All I am stressing is that the noise samples need to be volume matched to dataset samples otherwise the noise may become the foreground audio turning the dataset sample into a garbage entry.
Check volumes and adjust before mixing and this is just simple code that has been missing for some time (always mix in noise at a lower volume than the sample or the sample will be overwritten) as the Precise training methodology is broken and introduces large proportions of garbage and cross entropy.

It shouldn’t end there because we are on a local private VoiceAI we should be able to easily capture KW and command sentences to create datasets of use and a KWS that ships out models OTA that increase in accuracy by use by using the recorded samples of use automatically in a 2 stage firmware like delivery.

rolyan_trauts · November 29, 2021, 11:20am

I just got a like on this topic and saw your reply.
@synesthesiam The new federated learning additions are really important as a new keyword always needs to trained from scratch as you are pattern matching on a keyword which is far more accurate or should be than phonetic dictionary based ASR.

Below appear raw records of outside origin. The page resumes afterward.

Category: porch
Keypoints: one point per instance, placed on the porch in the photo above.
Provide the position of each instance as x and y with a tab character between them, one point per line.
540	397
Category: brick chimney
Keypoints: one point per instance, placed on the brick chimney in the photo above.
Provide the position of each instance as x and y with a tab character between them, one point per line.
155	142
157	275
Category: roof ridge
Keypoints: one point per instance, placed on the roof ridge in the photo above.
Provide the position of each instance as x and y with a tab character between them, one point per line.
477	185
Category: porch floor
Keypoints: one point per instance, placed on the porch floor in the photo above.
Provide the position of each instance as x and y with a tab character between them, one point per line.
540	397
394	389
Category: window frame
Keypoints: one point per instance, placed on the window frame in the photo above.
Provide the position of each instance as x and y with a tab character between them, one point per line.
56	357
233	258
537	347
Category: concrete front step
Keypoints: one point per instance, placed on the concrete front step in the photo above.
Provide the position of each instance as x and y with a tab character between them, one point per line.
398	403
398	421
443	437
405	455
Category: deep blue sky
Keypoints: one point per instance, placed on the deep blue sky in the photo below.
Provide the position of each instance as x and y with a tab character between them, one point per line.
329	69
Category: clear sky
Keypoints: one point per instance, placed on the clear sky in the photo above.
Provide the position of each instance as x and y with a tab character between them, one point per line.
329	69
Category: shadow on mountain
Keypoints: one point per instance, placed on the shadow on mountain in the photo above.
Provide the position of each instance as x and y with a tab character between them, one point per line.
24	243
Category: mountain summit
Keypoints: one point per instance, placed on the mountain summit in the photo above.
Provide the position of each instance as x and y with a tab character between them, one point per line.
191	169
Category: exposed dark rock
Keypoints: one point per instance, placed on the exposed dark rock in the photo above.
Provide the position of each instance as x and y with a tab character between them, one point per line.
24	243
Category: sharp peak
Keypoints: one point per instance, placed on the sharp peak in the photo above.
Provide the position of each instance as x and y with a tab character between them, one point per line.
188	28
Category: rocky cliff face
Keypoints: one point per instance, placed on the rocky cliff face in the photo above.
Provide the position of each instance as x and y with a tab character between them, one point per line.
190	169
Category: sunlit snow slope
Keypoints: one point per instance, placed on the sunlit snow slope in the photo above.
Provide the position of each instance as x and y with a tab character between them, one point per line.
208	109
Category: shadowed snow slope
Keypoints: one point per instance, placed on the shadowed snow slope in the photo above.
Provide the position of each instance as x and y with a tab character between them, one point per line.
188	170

So it doesn’t solve that but if you want to add to the dataset you always had to have the full dataset and retrain where now with federated learning you can train a main model and then have a smaller local model specific to user and device hardware that alters the weights of the main model.
So you can increase accuracy for a user and device for accent and device usage tonal results.

I haven’t worked it out yet but know from the new Pixel phones it is what they use to such effect there models are now offline.
The new Tensor TPU and cutting edge phone obviously has some grunt but currently Googles mobile models seem to be providing leading edge ASR & KWS and a few other great AI enhanced methods as well as what has become normal in HDR photography.